Articles | Volume 11, issue 9
Nat. Hazards Earth Syst. Sci., 11, 2437–2452, 2011
https://doi.org/10.5194/nhess-11-2437-2011
Nat. Hazards Earth Syst. Sci., 11, 2437–2452, 2011
https://doi.org/10.5194/nhess-11-2437-2011

Research article 15 Sep 2011

Research article | 15 Sep 2011

Modelling the extreme precipitation event over Madeira Island on 20 February 2010

T. Luna1, A. Rocha2, A. C. Carvalho3, J. A. Ferreira2, and J. Sousa2 T. Luna et al.
  • 1IDAD The Institute for Environment and Development, Campus Universitario de Santiago 3810-193 Aveiro, Portugal
  • 2Department of Physics, CESAM, University of Aveiro, Campus Universitario de Santiago 3810-193 Aveiro, Portugal
  • 3CENSE, Departament of Science Environmental Engineering, Faculdade de Ciências e Tecnologia, Universidade Nova de Lisboa, 2829-516 Caparica, Portugal

Abstract. In the morning of the 20 February of 2010 an extreme precipitation event occurred over Madeira Island. This event triggered several flash floods and mudslides in the southern parts of the island, resulting in 42 confirmed deaths, 100 injured, and at least 8 people still missing. These extreme weather conditions were associated to a weather frontal system moving northeastwards embedded in a low pressure area centered in the Azores archipelago. This storm was one in a series of such storms that affected Portugal, Spain, Morocco and the Canary islands causing flooding and strong winds. These storms were bolstered by an unusually strong sea surface temperature gradient across the Atlantic Ocean.

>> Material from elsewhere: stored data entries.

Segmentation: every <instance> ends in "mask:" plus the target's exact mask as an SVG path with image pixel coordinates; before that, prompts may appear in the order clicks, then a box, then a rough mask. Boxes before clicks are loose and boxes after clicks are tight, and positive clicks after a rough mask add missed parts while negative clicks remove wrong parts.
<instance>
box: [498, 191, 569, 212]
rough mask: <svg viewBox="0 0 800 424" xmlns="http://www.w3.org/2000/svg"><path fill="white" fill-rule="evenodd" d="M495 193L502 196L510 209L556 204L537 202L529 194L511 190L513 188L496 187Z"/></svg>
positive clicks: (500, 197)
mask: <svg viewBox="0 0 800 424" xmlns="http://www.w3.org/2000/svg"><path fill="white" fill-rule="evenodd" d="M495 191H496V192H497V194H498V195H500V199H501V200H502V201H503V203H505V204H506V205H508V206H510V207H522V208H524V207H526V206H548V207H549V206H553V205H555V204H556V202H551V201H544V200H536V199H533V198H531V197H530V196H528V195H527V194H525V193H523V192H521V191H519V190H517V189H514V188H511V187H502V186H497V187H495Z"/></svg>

In this study, the WRF model is used to evaluate the intensity and predictability of this precipitation extreme event over the island. The synoptic/orographic nature of the precipitation is also evaluated, as well as the sensitivity of the model to horizontal resolution and cumulus parameterization. Orography was found to be the main factor explaining the occurrence, amplitude and phase of precipitation over the Island.